Far from freeing the market, the Government has just announced an agreement to tighten labour laws again. The two ministers with responsibility for the economy heard about it on the news, and one of them, Economic Affairs Minister Nadia Calviño, immediately labelled the decision of the Government that she forms a part of, as “absurd and counter-productive”. Such a deep split in the Cabinet does not bode well.
When the Government sees that the tax take after the increases is nowhere near what it expects, and with the EU looking over its shoulder, there will be no choice but to cut spending. And while it would be an exercise in coherence to slim the administrations down, there are really only two areas where big savings can be made – public sector wages, and pensions.
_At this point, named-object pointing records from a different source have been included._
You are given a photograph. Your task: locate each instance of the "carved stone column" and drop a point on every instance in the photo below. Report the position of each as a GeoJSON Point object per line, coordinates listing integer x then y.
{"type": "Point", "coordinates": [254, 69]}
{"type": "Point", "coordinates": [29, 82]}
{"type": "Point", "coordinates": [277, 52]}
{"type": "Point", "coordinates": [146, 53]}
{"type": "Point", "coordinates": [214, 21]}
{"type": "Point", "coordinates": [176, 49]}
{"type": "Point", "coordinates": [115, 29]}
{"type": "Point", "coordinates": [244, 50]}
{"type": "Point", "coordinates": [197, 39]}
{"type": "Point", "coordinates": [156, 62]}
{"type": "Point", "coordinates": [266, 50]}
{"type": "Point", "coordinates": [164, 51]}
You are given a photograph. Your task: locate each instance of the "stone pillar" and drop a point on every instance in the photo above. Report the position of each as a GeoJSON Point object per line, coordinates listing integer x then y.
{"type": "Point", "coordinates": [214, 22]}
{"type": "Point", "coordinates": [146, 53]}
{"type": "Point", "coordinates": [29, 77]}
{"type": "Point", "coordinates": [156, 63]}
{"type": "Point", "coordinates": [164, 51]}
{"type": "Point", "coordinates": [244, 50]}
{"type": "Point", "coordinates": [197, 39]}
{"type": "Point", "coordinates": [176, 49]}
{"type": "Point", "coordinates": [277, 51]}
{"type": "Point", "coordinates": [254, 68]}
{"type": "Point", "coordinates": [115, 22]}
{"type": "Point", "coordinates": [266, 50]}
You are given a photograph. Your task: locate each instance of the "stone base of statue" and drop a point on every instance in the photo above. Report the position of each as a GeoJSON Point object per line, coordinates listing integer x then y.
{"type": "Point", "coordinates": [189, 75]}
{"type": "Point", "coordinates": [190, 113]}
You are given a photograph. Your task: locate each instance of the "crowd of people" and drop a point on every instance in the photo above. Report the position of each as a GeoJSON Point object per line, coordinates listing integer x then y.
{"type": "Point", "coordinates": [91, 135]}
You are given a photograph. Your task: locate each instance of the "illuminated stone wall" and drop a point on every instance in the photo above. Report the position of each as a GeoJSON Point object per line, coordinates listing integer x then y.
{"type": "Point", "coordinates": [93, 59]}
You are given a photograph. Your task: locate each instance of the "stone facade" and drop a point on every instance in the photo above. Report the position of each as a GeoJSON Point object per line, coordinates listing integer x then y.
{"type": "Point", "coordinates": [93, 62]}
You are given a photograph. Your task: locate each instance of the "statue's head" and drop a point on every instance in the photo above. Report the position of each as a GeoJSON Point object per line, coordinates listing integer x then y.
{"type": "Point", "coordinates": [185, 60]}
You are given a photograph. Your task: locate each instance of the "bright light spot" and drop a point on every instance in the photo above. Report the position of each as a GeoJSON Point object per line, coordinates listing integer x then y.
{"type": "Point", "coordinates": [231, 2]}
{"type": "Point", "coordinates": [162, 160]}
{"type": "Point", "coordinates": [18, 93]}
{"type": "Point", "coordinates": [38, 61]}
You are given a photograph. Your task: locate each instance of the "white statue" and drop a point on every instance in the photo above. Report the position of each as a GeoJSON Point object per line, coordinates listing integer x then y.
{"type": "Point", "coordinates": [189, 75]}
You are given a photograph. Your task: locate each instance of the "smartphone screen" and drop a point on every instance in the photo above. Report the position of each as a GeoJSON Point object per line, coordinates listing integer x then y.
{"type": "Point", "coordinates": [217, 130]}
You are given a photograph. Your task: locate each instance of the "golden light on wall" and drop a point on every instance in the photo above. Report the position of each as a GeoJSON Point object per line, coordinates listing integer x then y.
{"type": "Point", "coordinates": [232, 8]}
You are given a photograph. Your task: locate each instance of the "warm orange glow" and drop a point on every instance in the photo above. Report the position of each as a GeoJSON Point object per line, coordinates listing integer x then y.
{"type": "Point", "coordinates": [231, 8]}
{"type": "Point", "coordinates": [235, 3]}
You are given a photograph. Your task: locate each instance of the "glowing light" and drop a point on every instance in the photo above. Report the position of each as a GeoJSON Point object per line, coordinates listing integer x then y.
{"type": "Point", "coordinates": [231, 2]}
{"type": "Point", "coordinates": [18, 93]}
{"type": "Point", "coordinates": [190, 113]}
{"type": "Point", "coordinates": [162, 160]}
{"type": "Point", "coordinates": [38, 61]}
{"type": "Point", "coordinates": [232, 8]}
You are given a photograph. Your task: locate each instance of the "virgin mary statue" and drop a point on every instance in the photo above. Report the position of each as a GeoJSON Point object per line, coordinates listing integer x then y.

Assuming Sánchez remains in power for the near future, he looks destined to follow in the footsteps of the previous Socialist Prime Minister Jose Luis Zapatero, who was forced to cut public sector pay and freeze pensions. This time freezing them won’t be enough – expect the higher earners and new pensioners entering the system to be targeted for reduced payments. But while pensioners have reasons to be upset, spare a thought for the young, who will once again bear the brunt of poor economic management. Without a dynamic and growing labour market, the hopes of young Spaniards for a decent career and an acceptable level of prosperity will go up in flames. Tens of thousands are likely to try their luck abroad.
No Government of any colour would have avoided the brutal economic downturn caused by the shut-down. But the decisions made now will be critical to determine the speed and strength of the recovery and to avoid lasting damage to the economy. All the signs so far are that the Sánchez administration is getting it wrong.